In their book Empire, Hardt and Negri offer a fresh understanding of the proletariat, “as a broad category that includes all those whose labor is directly or indirectly exploited by and subjected to capitalist norms of production and reproduction,” (Hardt and Negri 52).  This understanding is important to keep in mind when considering the population of over one billion living in informal communities operating in globalized capitalism.  While some suggest that many of the jobs that make up the informal community are entrepreneurial in nature, limited access to resources and capital render these “entrepreneurs” as proletarians involved with the exchange of the scraps of bourgeois productive forces.

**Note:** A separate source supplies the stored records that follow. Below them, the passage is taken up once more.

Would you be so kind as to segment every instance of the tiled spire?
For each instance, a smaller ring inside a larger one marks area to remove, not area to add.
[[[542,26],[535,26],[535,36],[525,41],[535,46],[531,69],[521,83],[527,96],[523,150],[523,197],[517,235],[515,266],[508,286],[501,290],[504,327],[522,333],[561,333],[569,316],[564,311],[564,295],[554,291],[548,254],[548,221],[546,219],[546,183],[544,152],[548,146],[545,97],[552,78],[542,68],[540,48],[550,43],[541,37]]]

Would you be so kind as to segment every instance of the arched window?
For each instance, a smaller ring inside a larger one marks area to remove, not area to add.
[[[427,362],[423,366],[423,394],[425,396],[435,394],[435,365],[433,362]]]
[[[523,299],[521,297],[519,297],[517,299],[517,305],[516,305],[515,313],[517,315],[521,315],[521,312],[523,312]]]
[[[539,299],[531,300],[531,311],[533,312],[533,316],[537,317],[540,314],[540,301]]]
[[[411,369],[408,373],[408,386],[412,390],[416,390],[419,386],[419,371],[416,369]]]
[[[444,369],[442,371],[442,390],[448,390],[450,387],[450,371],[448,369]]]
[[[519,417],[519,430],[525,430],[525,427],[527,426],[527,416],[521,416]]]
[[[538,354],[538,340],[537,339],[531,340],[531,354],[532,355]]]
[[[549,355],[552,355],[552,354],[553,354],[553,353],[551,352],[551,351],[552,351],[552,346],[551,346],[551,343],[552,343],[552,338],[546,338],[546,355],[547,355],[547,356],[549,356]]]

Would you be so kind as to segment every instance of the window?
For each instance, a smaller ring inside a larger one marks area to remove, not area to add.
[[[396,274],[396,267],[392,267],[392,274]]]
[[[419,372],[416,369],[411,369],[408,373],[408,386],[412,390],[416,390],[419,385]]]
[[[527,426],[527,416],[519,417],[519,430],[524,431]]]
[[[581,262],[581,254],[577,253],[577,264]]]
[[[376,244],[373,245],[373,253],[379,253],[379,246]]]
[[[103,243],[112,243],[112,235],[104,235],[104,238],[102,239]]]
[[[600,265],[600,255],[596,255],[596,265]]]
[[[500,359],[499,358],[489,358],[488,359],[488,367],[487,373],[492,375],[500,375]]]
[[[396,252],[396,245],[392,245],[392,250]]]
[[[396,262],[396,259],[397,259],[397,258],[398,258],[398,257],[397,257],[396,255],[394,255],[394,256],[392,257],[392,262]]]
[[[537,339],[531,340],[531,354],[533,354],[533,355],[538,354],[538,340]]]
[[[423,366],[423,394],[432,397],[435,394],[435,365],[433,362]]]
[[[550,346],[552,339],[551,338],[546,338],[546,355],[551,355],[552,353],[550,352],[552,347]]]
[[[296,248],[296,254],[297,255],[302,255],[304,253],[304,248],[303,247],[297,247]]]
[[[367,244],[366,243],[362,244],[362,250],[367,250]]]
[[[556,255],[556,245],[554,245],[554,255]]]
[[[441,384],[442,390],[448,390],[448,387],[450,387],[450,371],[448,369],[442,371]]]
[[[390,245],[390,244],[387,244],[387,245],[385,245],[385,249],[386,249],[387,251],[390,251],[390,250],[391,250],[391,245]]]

Mike Davis correctly notes that the explosion of informal settlemtns is part of a semi-proletarianization process that continues in the tradition of 19th century Naples (Davis 174).  Instead of reflecting an explosion of micro-capitalism, the trend represents the inadequacy of non-urban economic forms in the rush of 21st century capitalism.  Informal settlements become hyper-saturated markets for the consumption of developed capitalism’s waste and contrived levels of unemployment.  Just as the unemployed masses of the 19th century were a byproduct of capitalism itself, informal communities and the informal economies that sustain them are not accidents of postindustrial capitalism.  Rather, they serve to continue the expansion of capital relatively.  The mangnitude of unemployment cheapened the cost of labor because any efforts at collective bargaining could be made null by the rapid replacement of an organized workforce with scores of unemployed masses.

In a similar trick of the market, the electronics market in Lagos (perhaps the most efficient and highprofile example) recycles the detritus and obsolescence of capitalism by exploiting previously-excluded markets (Koolhaas 702).  Antiquated electronics of the late 20th century become the epitome of 21st century technology for a market that is constantly expanding in a strikingly dense manner.

Beyond the more “formal,” informal political structures described in the report on Lagos, the development of informal settlements on the scale witnessed thus far suggests that there is the potential for a new political/spatial logic that exists outside of capitalist globalization.  If Haussmanization processess in the 19th century brought urban space under the control of the bourgeois state, the scope of informal settlements in the 21st century generate possibilities of extra-state resistance and alternative forms of social organization.  Neuwirth, in contrast to Mike Davis, commented on conditions in informal settlements somewhat positively.  Some residents remarked that the communities within informal settlements often allowed for a sense of freedom and human solidarity that were otherwise unavaiable in the formal city (Neuwirth 5).  Beyond this sense of community, one can speculate the ability to radically critique the global capitalist system.  Without fetishizing underdevelopment or caricaturing “the natives’ creativity,” informal settlements are sites of constant growth, dynamic change and close contact between previously-unrelated masses of people.  The potential for this in shaping consciousness in gigantic; modern processes of urbanization are transforming into processes of hyperurbanization without similar levels of economic advancement.  In this sense, the new expanded proletariat is becoming a global phenomenon far surpassing the industrial proletariat of Marx’s days.

 

Bibliography

Davis, Mike. Planet of Slums. London: Verso, 2006.

Hardt, Michael, and Antonio Negri. Empire. Cambridge, MA: Harvard UP, 2000.

Koolhaas, Rem. Lagos: How It Works. Baden: Lars Müller, 2007.

Neuwirth, Robert. Shadow Cities: A Billion Squatters, a New Urban World. New York: Routledge, 2005.